The data also showed that for the first time, the former House speaker grabbed two constituencies that his chief rival, Mitt Romney, prided himself in winning in the year's two previous GOP contests in Iowa and New Hampshire. Gingrich bested Romney, the former Massachusetts governor, among the nearly half of voters looking for someone to defeat President Barack Obama this November, 51 percent to 37 percent. And of the 6 in 10 who considered the economy the top issue in picking a candidate, Gingrich prevailed, 40 percent to 32 percent.

Gingrich benefited most from the campaign's final, tumultuous week, the figures showed.

Just over half said they'd chosen a candidate in the last few days, and 44 percent of them backed Gingrich, doubling Romney's support. By 50 percent to 23 percent, the roughly two-thirds who said campaign debates were an important factor also supported Gingrich. There were two GOP debates in South Carolina during the past week, and Gingrich was widely considered to have turned in strong performances in both.
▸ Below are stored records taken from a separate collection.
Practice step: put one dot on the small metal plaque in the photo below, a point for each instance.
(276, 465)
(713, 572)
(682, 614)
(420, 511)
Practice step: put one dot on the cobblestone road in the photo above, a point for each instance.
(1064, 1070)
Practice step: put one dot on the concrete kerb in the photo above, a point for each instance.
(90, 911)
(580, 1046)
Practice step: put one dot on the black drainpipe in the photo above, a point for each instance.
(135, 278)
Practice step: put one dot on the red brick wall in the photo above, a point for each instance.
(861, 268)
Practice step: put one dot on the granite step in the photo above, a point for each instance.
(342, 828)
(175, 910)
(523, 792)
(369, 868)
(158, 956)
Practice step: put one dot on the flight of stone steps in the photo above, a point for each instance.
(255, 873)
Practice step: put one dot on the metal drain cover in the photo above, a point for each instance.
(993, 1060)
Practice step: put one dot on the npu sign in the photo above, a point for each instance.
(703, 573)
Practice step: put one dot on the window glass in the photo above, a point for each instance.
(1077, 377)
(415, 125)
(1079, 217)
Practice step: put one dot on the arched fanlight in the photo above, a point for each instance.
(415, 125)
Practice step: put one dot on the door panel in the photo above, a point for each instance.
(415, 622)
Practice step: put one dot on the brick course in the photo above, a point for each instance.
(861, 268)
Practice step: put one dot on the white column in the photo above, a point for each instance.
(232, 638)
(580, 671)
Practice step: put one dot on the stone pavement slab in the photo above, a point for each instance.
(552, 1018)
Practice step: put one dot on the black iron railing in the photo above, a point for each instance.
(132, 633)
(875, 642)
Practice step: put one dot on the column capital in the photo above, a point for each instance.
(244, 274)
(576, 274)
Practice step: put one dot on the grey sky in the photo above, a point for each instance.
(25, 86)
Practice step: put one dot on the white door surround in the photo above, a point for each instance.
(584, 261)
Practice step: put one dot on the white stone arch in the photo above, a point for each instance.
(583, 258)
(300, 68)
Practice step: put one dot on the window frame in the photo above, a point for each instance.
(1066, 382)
In the campaign's last days, Romney stumbled badly when asked whether he will release his income tax returns and about investments in the Cayman Islands. Gingrich endured an allegation by one of his two former wives, Marianne, that he had asked permission for an open marriage while he was having an affair with the woman who is his current wife, Callista.

That accusation seemed to take only a slight toll on Gingrich.

He was supported by 6 percent of those who said what they most wanted in a candidate was strong moral character, but these voters were less than 1 in 5 of those who showed up Saturday at the polls. Gingrich did better than Romney among women, and fared a bit more strongly among married than unmarried females.

Gingrich won healthy margins among the state's conservatives, who comprise more than 6 in 10 voters in the state, one of the country's reddest. While those results were bad news for Romney, they were even more damaging to Rick Santorum, the former Pennsylvania senator who has been dueling with Gingrich to become the GOP's conservative champion and alternative to Romney.

Gingrich won among conservatives and tea party supporters by nearly 2-1 over Romney. Santorum was slightly behind.

Nearly two-thirds of voters said they are born again or evangelical Christians, and they backed Gingrich over Romney by 2-1.

More telling, 6 in 10 said it was important that their candidate share their religious beliefs. Nearly half of such voters backed Gingrich, while only 1 in 5 chose Romney and about the same number picked Santorum.

About 8 in 10 voters they were very worried about the direction of the country's economy, and they picked Gingrich over Romney, 42 percent to 28 percent.

South Carolina's unemployment rate of 9.9 percent is worse than the national average, and the exit poll provided evidence of the state's economic pain. About 3 in 10 said someone in their household has lost a job in the past three years. And about 1 in 5 said they are falling behind financially — around double the proportion who said so in exit polling in the state's 2008 GOP presidential contest.

Romney's earlier career heading Bain Capital, a venture capital firm, clearly wounded his prospects. During much of the campaign, Gingrich and others accused Romney and his company of killing jobs in the companies they bought and restructured.

Those blows showed Saturday. According to the exit polls, Gingrich and Romney broke about even among the nearly two-thirds of voters who said they had a positive view of Romney's activities at Bain. But among those who viewed Romney's work negatively, half picked Gingrich and 3 percent backed Romney.

Underscoring how poorly Romney fared in South Carolina, less than 4 in 10 said they could enthusiastically back him should he eventually win the GOP nomination.

Romney's defeat was so sweeping that he lost to Gingrich among voters of every age. The only income group Romney won was people making above $200,000 a year — 1 in 20 of those who voted Saturday. Gingrich also prevailed among voters of every education level except those who have pursued post-graduate degrees, which he split with Romney.

Around two-thirds of voters approved of the job Nikki Haley is doing as governor, which she won with strong tea party support. Haley endorsed Romney, but 7 in 10 tea party backers gave her high marks anyway.

The survey was conducted for AP and the television networks by Edison Research as voters left their polling places at 35 randomly selected sites in South Carolina. The survey involved interviews with 2,381 voters and has a margin of sampling error of plus or minus 3 percentage points.


Associated Press global polling director Trevor Tompson contributed to this report.